After her film debut in 1976’s King Kong, producer Dino De Laurentiis called Lange “the next Marilyn Monroe”
Jessica Lange has played some icons over the course of her decades-long career, from Frances Farmer in 1982’s Frances (a role which earned the star her first Oscar nomination) and Patsy Cline in 1985’s Sweet Dreams (another Oscar nod for that one) to Joan Crawford in the 2017 limited television series Feud: Bette and Joan (Emmy nomination).
“Dino said I’m going to be the next Marilyn Monroe,” Lange told PEOPLE in 1977 around the time of her film debut in De Laurentiis and director John Guillermin’s 1976 remake of King Kong.
As Lange recalled, back in the mid-1970s, she was working as waitress in New York City and taking acting classes on the side, when someone suggested she sign up with modeling agency.
She took that advice, and while she never actually got any modeling work, De Laurentiis did contact her agency looking for models who were also aspiring actresses.
She was sent to Los Angeles for audition, and ended up landing the role of damsel-in-distress Dwan in the producer’s modern retelling of the classic 1933 monster movie.
Lange’s character was an update of the role played by Fay Wray — another screen icon into whose shoes she stepped — in the original.
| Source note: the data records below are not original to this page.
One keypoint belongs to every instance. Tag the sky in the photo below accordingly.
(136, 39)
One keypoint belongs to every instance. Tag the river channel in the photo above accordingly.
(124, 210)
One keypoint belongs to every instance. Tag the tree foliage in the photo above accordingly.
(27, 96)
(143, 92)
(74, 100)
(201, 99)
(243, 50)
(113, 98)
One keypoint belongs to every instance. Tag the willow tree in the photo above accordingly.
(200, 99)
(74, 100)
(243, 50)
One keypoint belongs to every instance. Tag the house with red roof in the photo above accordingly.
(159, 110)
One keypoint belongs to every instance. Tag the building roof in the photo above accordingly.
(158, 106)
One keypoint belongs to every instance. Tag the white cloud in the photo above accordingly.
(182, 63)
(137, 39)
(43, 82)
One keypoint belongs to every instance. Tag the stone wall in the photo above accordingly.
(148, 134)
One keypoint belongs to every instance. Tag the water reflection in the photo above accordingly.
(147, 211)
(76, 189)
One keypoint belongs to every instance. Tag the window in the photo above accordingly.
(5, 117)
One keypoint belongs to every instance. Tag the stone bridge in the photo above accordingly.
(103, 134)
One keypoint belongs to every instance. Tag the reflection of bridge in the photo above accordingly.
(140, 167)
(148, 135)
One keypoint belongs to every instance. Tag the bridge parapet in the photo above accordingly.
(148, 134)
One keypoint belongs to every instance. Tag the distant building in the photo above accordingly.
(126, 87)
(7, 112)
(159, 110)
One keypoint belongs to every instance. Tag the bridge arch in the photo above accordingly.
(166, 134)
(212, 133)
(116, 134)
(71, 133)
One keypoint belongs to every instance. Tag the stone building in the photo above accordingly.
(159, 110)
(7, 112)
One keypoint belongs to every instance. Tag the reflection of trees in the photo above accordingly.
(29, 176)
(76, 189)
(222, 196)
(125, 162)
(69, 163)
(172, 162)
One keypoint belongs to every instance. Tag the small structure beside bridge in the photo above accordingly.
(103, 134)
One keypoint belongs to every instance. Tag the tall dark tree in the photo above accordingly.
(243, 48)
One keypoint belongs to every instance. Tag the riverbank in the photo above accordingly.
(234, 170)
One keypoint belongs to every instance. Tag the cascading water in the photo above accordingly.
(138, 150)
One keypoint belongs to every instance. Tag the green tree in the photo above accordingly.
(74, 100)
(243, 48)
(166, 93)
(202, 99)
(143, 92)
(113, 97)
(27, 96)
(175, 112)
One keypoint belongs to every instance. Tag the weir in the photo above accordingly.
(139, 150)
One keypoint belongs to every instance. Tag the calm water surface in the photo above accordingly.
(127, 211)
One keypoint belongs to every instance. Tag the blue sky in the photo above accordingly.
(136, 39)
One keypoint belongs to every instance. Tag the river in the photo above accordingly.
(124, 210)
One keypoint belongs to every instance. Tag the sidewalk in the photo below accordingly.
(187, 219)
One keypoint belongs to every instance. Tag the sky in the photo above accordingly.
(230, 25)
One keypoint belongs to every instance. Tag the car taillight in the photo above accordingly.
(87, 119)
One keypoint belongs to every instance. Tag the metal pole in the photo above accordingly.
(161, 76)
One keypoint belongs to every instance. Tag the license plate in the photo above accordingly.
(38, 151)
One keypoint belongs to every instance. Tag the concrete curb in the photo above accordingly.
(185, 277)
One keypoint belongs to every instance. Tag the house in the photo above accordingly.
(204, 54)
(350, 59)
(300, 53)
As Barbara Wilkins noted in the 1977 PEOPLE profile, critics likened Lange “to a smaller Margaux Hemingway, a taller Tuesday Weld, an Eva Marie Saint ‘under the influence of Spanish fly’ or the next Carole Lombard.”
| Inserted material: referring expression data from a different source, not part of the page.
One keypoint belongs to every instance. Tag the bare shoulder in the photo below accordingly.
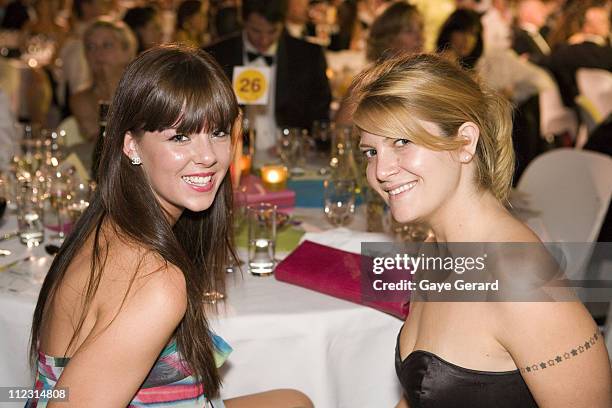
(558, 350)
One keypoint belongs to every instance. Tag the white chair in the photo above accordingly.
(571, 189)
(556, 118)
(596, 86)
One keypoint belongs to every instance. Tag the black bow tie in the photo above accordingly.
(254, 55)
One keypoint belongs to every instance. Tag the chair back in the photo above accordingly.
(596, 86)
(571, 189)
(556, 118)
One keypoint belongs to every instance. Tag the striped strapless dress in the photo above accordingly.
(168, 384)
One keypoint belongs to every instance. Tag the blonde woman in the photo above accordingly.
(439, 150)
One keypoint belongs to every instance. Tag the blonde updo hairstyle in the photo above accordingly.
(394, 95)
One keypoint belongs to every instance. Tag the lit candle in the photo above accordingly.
(274, 177)
(245, 164)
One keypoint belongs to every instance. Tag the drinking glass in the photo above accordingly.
(262, 238)
(290, 146)
(59, 197)
(239, 214)
(339, 199)
(78, 200)
(30, 211)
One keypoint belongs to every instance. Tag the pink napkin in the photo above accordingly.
(333, 272)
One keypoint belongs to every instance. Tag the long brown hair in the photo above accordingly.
(164, 87)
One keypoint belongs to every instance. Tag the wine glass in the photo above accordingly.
(290, 149)
(339, 202)
(59, 196)
(239, 214)
(78, 200)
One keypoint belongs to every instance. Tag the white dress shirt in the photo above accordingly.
(261, 117)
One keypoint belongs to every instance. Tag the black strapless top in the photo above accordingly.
(430, 381)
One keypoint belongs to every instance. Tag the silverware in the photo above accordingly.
(14, 263)
(8, 235)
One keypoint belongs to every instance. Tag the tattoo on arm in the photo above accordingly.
(574, 352)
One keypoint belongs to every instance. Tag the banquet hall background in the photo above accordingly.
(60, 67)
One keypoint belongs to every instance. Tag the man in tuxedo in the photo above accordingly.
(527, 40)
(589, 48)
(299, 89)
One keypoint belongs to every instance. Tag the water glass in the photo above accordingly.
(30, 212)
(262, 238)
(78, 200)
(339, 196)
(290, 146)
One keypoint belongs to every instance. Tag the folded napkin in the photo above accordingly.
(333, 272)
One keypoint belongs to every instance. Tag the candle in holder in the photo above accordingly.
(245, 164)
(274, 177)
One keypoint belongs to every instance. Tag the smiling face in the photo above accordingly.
(184, 171)
(413, 180)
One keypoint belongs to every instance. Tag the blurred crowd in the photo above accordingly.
(61, 58)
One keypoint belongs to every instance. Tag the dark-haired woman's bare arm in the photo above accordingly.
(111, 364)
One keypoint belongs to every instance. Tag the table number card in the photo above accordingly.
(252, 85)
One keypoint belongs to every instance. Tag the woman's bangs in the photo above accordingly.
(382, 118)
(389, 117)
(191, 103)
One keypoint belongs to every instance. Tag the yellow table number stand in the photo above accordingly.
(251, 85)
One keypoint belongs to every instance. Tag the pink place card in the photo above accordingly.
(333, 272)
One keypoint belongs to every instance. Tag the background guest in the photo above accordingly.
(527, 39)
(109, 47)
(299, 93)
(144, 22)
(399, 29)
(584, 36)
(460, 38)
(192, 23)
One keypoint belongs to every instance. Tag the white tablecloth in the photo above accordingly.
(339, 353)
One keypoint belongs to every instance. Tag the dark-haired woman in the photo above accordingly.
(120, 319)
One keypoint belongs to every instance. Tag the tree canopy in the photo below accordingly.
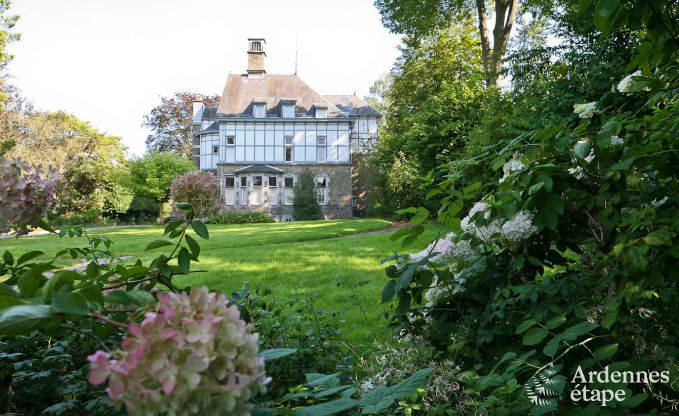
(170, 123)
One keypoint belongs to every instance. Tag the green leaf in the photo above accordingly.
(22, 319)
(535, 188)
(72, 303)
(7, 290)
(399, 234)
(184, 260)
(7, 301)
(200, 229)
(552, 346)
(411, 384)
(56, 282)
(606, 352)
(322, 380)
(329, 408)
(376, 401)
(575, 331)
(582, 148)
(92, 269)
(133, 297)
(534, 336)
(525, 325)
(389, 291)
(555, 322)
(157, 244)
(277, 353)
(625, 164)
(172, 226)
(420, 216)
(193, 246)
(661, 237)
(29, 256)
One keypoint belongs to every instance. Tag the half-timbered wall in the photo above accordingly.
(266, 142)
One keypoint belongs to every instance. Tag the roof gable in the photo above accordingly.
(241, 91)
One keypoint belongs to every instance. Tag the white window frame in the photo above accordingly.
(288, 111)
(288, 191)
(259, 111)
(321, 192)
(230, 191)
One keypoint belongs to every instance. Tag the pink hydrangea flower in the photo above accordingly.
(191, 355)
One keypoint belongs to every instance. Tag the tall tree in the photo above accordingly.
(7, 23)
(171, 124)
(305, 203)
(417, 18)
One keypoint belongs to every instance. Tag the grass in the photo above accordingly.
(292, 259)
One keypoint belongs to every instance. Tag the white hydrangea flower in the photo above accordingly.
(513, 165)
(520, 227)
(657, 204)
(577, 171)
(590, 158)
(586, 110)
(627, 83)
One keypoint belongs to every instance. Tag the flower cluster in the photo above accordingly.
(199, 189)
(616, 140)
(25, 196)
(518, 228)
(577, 171)
(513, 165)
(627, 84)
(194, 355)
(586, 110)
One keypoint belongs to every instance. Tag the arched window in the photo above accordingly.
(321, 189)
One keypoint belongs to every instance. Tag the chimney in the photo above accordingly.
(197, 111)
(256, 56)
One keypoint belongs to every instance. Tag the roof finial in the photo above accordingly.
(295, 53)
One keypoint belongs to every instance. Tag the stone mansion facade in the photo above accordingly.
(268, 128)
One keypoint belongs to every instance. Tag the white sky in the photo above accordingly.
(109, 62)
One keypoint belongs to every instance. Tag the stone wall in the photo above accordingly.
(339, 188)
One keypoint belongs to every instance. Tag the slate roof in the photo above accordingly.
(352, 105)
(213, 128)
(258, 169)
(241, 91)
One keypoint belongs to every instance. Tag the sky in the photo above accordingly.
(109, 62)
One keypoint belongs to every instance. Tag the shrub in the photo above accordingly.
(240, 217)
(305, 202)
(199, 189)
(25, 196)
(191, 355)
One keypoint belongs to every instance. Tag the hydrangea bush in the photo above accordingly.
(26, 195)
(570, 255)
(199, 189)
(193, 355)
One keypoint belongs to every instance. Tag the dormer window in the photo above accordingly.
(288, 111)
(321, 112)
(259, 111)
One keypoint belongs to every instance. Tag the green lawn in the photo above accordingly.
(289, 258)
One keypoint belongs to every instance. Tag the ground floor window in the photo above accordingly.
(273, 191)
(256, 192)
(230, 190)
(243, 190)
(289, 190)
(321, 189)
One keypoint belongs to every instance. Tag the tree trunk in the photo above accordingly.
(505, 16)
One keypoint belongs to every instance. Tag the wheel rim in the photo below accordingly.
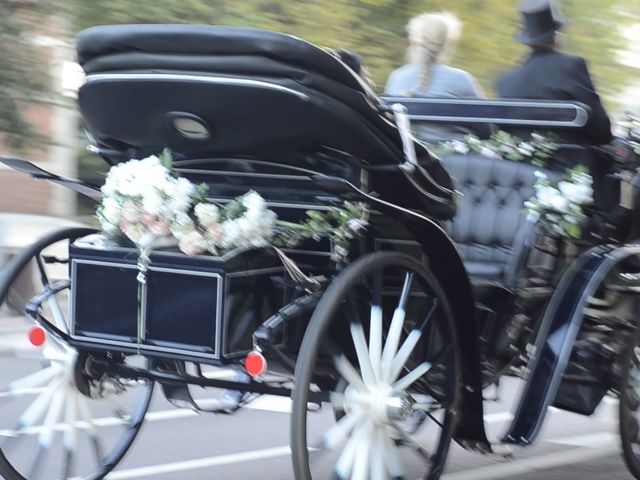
(630, 410)
(56, 421)
(397, 366)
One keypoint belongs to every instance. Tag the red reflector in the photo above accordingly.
(255, 364)
(37, 336)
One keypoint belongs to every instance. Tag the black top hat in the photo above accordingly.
(542, 19)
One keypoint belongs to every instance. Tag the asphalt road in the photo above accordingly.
(253, 443)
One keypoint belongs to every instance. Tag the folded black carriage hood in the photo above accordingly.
(246, 92)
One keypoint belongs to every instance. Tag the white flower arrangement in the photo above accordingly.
(503, 145)
(144, 201)
(561, 205)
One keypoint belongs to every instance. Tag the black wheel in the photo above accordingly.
(629, 407)
(381, 349)
(56, 421)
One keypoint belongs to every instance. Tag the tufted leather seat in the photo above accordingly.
(490, 228)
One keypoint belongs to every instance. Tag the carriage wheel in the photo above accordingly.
(629, 407)
(55, 420)
(381, 349)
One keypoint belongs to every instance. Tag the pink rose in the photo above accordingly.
(214, 233)
(159, 228)
(148, 219)
(130, 211)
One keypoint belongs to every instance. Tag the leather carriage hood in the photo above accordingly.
(254, 91)
(201, 41)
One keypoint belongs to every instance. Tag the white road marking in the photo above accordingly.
(200, 463)
(498, 417)
(513, 468)
(589, 440)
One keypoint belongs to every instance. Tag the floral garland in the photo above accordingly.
(341, 225)
(148, 203)
(561, 204)
(503, 145)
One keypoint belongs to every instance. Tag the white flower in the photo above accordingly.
(253, 202)
(193, 243)
(206, 213)
(551, 198)
(182, 225)
(580, 193)
(487, 152)
(152, 202)
(525, 148)
(356, 224)
(111, 210)
(459, 147)
(179, 193)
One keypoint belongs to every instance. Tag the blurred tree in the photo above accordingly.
(21, 75)
(376, 28)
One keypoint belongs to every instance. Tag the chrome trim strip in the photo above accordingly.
(254, 272)
(243, 82)
(243, 174)
(580, 120)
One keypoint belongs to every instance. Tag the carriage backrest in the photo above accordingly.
(490, 226)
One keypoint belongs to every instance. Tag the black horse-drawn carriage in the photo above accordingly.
(437, 298)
But while Lange went on to play several film and music legends — and, as she tells PEOPLE in this week’s issue, still hopes to play Marlene Dietrich in a biopic she’s been developing — early in her career, she bristled at the thought of being likened to Monroe.
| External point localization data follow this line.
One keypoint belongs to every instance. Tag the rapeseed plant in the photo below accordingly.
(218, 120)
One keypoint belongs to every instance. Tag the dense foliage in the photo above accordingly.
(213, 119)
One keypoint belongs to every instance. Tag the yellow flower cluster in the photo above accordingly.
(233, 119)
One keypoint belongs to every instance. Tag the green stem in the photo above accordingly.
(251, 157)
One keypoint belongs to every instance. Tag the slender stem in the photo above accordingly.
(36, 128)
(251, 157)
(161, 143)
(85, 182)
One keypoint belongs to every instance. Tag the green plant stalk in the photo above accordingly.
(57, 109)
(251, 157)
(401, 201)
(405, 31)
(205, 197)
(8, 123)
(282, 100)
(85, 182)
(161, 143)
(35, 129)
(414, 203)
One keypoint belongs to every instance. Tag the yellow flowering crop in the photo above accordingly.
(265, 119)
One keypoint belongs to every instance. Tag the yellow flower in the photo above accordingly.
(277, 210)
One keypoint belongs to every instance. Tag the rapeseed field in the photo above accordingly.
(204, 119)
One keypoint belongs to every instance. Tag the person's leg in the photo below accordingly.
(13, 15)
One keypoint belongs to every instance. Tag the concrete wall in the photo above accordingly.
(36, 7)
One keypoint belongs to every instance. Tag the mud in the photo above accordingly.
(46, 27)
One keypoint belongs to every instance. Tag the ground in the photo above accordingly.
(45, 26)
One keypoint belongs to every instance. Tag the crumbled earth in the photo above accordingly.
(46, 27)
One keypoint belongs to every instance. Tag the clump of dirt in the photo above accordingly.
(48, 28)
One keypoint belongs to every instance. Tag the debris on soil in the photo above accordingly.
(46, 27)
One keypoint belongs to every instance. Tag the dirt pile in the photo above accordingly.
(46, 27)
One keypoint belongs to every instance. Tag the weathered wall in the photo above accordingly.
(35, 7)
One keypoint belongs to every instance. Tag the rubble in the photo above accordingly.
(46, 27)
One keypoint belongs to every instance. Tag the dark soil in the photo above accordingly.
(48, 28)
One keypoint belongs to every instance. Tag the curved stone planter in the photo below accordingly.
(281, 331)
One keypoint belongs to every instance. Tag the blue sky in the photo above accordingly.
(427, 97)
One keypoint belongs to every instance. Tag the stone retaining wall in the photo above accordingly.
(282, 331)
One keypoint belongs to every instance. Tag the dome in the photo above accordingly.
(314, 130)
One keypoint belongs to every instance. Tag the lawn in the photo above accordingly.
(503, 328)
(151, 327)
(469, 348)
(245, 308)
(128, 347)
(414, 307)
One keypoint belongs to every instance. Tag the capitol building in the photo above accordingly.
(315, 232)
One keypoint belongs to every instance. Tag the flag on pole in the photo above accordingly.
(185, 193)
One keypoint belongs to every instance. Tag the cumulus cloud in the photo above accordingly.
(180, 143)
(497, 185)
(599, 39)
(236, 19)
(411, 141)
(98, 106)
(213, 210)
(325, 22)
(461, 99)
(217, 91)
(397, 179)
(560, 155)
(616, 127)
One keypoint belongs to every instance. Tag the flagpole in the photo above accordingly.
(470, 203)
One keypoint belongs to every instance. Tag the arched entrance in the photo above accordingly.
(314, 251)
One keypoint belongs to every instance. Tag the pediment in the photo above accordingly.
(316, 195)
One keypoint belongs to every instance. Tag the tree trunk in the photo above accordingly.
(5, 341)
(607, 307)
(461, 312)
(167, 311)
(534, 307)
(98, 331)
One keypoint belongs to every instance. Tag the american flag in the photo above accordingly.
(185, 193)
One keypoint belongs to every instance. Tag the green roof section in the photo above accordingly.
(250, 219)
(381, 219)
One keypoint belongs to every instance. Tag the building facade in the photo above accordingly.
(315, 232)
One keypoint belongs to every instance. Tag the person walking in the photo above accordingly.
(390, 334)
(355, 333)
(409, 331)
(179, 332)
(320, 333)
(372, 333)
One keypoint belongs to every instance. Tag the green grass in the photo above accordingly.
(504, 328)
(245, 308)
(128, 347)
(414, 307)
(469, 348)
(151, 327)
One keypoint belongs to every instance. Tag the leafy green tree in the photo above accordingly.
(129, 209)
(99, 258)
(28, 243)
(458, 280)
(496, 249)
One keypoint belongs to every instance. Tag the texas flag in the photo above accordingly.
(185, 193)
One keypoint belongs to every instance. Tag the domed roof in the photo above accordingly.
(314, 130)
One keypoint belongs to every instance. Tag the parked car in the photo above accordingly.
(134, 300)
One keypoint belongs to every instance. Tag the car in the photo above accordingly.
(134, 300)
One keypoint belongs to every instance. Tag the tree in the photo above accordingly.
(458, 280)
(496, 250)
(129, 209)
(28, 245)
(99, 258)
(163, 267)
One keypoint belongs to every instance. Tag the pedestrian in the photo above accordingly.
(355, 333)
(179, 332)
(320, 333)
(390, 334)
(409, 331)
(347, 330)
“That really upsets me,” she said of De Laurentiis’s comparison in 1977. “She was tragic figure who led tragic life and who wasn’t taken as the serious artist she was. I don’t want to compete with her memory or with anyone.”
Nearly 50 years later, Lange says she doesn’t recall that comment. “I don’t have that memory of myself,” she told PEOPLE recently, adding that she’d have to revisit the 1977 cover story.
She does share other memories of shooting King Kong in this week’s issue of PEOPLE.
“We shot for 9 months and we’d have a lot of downtime,” she recalls. “I spent a great deal of that schedule shooting by myself on a green screen and in a hydraulic giant gorilla hand. And my costar Charles Grodin said to me, ‘This isn’t what movies are like. When you finish this one, just remember there’ll never be another, nothing like this.’ And it was true. Maybe it was good that I had no other experience. I just did it because I was naive, and I didn’t know any different, I guess.”
She’s clearly gotten over her fear of being compared to other influential women. While she’s currently starring on Broadway in Paula Vogel’s Tony-nominated Mother Play, she also recently starred as Broadway legend Lillian Hall in HBO’s The Great Lillian Hall.
Lange says: “Every era in someone’s life. It’s important to find what still fascinates you.”